For those of you still trapped by data, A Feeling for Rock has 37 "essays", ranging from the expansive to single paragraph musings, 26 poems, 21 photos, 14 cartoon strips, seven interviews, four collections of climbing/life tips and a miscellany of another four un-pigeon-holeable bits. That latter description would make a good sub-title for the book and could actually cover all 113 pieces of writing in A Feeling for Rock.
One of the pleasures of reading this book is you rarely know what Dobner is going to come up with next. While climbing has produced an undeniably impressive body of literature for such a niche activity, a lot of it does follow well worn paths - partly, I suspect, because many of the authors are coming from very similar backgrounds.
When Dobner looks beyond the numbers, she finds so much to explore: the tactile wonder of rock, post climb scars, the way different people rack their gear, or the casual sexism of crag chat. Divine Law, for example, is a short poem about the humble nut key, which entwines the growth of a climbing novice with the intensity, devotion and darker side of the Catholic church.
Dobner is a confident writer, wading into the swirling waters of identity politics devoid of fear. Without embarrassment, she embraces the sensuality of the climbing experience, at times with an unashamedly raunchy edge. Within the first few pages Dobner is daring herself and the reader to touch a venus-like Pentire cliff face, rising "out of the unfurling waters". The following piece muses on which is best, sex or climbing. A sensual lexicon of climbing phrases follows, culminating in a proposal to uncover climbing's hidden links with transgression.
Some of this subject matter might be a little alien to the traditional reader, but don't be put off.
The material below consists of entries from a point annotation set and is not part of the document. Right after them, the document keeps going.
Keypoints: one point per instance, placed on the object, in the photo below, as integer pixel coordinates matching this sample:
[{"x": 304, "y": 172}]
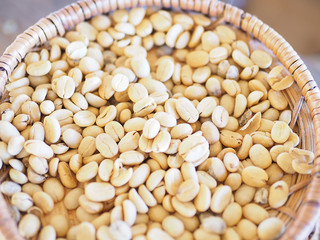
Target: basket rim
[{"x": 57, "y": 23}]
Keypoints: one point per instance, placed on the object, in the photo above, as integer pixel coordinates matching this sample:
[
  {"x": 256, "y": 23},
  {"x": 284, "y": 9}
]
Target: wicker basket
[{"x": 302, "y": 210}]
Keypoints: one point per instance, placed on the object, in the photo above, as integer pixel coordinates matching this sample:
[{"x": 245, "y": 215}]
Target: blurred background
[{"x": 297, "y": 21}]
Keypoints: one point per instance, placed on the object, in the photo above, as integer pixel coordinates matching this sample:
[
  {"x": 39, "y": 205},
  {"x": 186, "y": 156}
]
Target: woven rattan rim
[{"x": 58, "y": 22}]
Dobner might be direct at times but there's a light hearted joy running through this book. Even her more polemical pieces have a mischievousness to them. The overwhelming feeling I had was of a writer in love with the climbing experience.
Perhaps inevitably with so many diverse pieces in the book, not all of them completely hit the mark. Whilst a couple of the pieces make sense within the larger structure of the book, standing alone they feel a little flimsy. But these are few and far between.
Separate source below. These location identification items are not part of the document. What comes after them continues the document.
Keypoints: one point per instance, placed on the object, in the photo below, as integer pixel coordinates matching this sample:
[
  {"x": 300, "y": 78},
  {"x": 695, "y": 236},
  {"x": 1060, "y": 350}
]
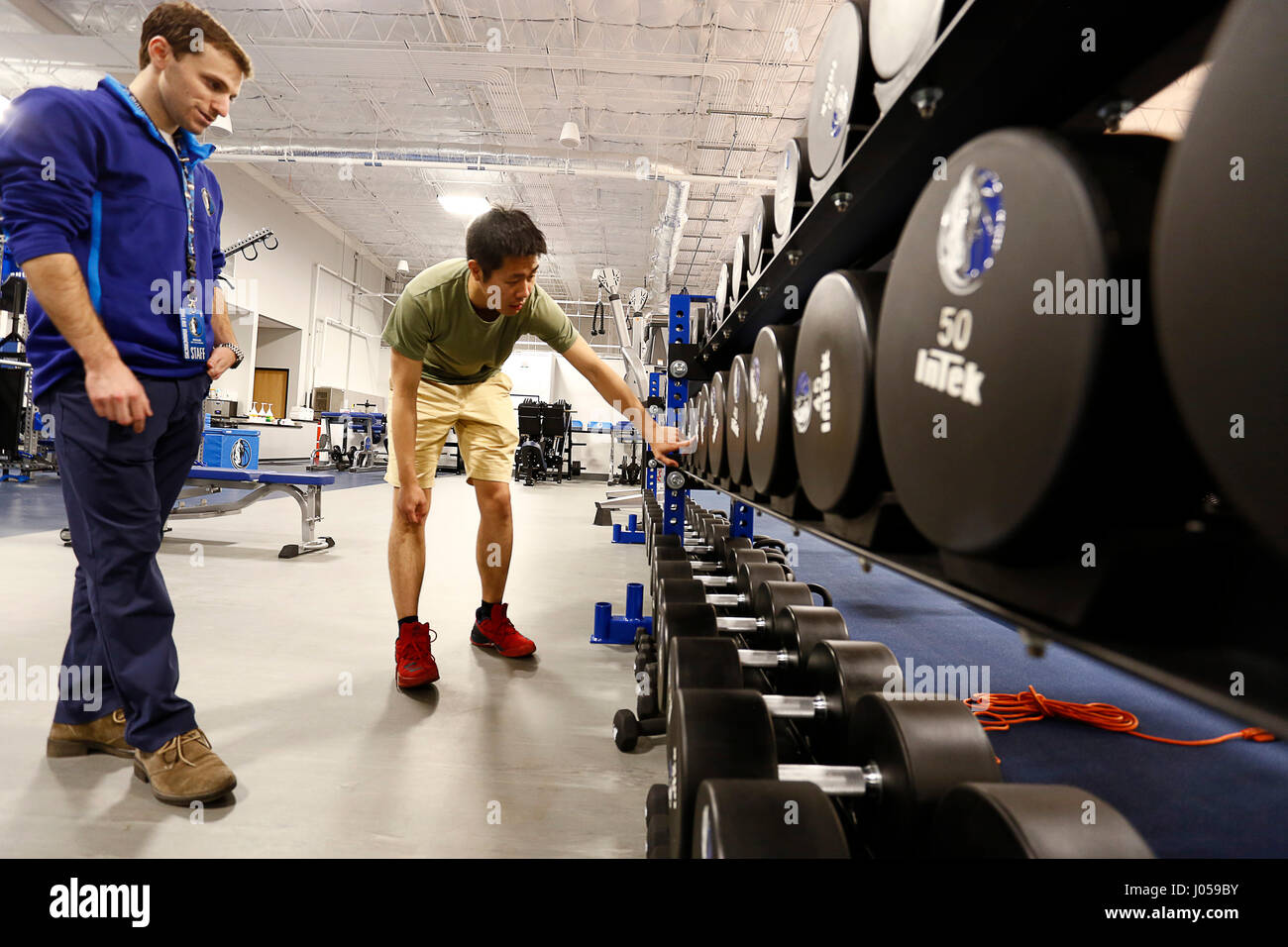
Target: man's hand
[
  {"x": 116, "y": 394},
  {"x": 665, "y": 441},
  {"x": 220, "y": 363}
]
Reading this book as the end of the third lockdown comes into sight reminded me of all the little things, and the big emotions I've missed from climbing. It gave me optimism, when revisiting my question about what Covid has done to the soul of climbing. Perhaps when we finally stagger out into the daylight again the colours of the crag, the texture of the rock, the thrill of ascent and the banter of our partners will seem even brighter than before. If that time still feels too far away and you too have been wondering where the joy of climbing has gone, I recommend you get yourself a copy of A Feeling for Rock.
A Feeling for Rock is a visceral exploration of rock climbing as a passion and lifestyle. Through a mix of poetry, cartoons, essays, interviews, weavings, photographs and technical tips, it conveys the experience of being bamboozled by a route, connecting with the landscape or flicking through a guidebook. In addition, the book ventures into ethical regions of gender bias and privilege and questions our relations with each other and the rock. Chapters are headed by different feelings - Love, Curiosity, Astonishment, Pain, Lust, Fear, Wonder and so on - which lie at the core of a climbing life.